Liputan6.com, Jakarta Hasil studi baru menunjukkan bahwa minum dua liter atau lebih per minggu minuman berpemanis buatan, setara dengan satu gelas soda ukuran sedang sehari, meningkatkan risiko detak jantung tidak teratur.
Kondisi yang disebut fibrilasi atrium sebesar 20% jika dibandingkan dengan orang yang tidak minum minuman berpemanis buatan.
Dikenal sebagai A-fib, fibrilasi atrium adalah kondisi dimana detak jantung menjadi tidak teratur yang sering ditandai dengan debaran pada jantung di dada.
Advertisement
Minum minuman dengan gula tambahan dalam jumlah yang sama meningkatkan risiko kondisi tersebut sebesar 10%.
Sementara minum sekitar empat ons jus murni tanpa pemanis, seperti jus jeruk atau jus sayuran, dikaitkan dengan risiko fibrilasi atrium 8% lebih rendah, demikian hasil penelitian tersebut.
"Ini adalah studi pertama yang melaporkan hubungan antara pemanis tanpa dan rendah kalori dan juga minuman yang dimaniskan dengan gula dengan peningkatan risiko fibrilasi atrium," kata Profesor emeritus ilmu gizi di Pennsylvania State University, Penny Kris-Etherton dikutip dari CNN, Kamis (4/4/2024).
Namun dia tidak terlibat dalam studi baru ini. Meskipun penelitian ini hanya dapat menunjukkan hubungan antara minuman manis dan A-fib, hubungan tersebut tetap ada setelah memperhitungkan kerentanan genetik terhadap kondisi tersebut.
Sebuah studi tahun 2017 menemukan orang dengan keturunan Eropa memiliki sekitar 22% risiko mewarisi kondisi tersebut.
"Kami masih membutuhkan lebih banyak penelitian tentang minuman ini untuk mengonfirmasi temuan ini dan untuk sepenuhnya memahami semua konsekuensi kesehatan pada penyakit jantung dan kondisi kesehatan lainnya," kata Kris-Etherton yang juga merupakan anggota komite nutrisi American Heart Association.
"Untuk saat ini, air putih adalah pilihan terbaik, dan, berdasarkan penelitian ini, minuman manis tanpa atau rendah kalori harus dibatasi atau dihindari," tambahnya.

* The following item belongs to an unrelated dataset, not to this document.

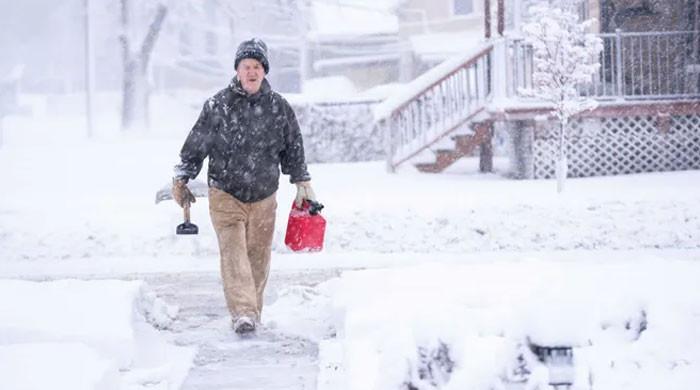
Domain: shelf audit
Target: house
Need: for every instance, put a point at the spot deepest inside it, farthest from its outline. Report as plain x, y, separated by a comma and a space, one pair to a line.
648, 118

Fibrilasi Atrium Berbahaya dan Terus Meningkat
Fibrilasi atrium adalah penyebab utama stroke di Amerika Serikat. Selain itu, menurut Pusat Pengendalian dan Pencegahan Penyakit AS, stroke yang disebabkan dengan A-fib cenderung "lebih parah daripada stroke dengan penyebab lain".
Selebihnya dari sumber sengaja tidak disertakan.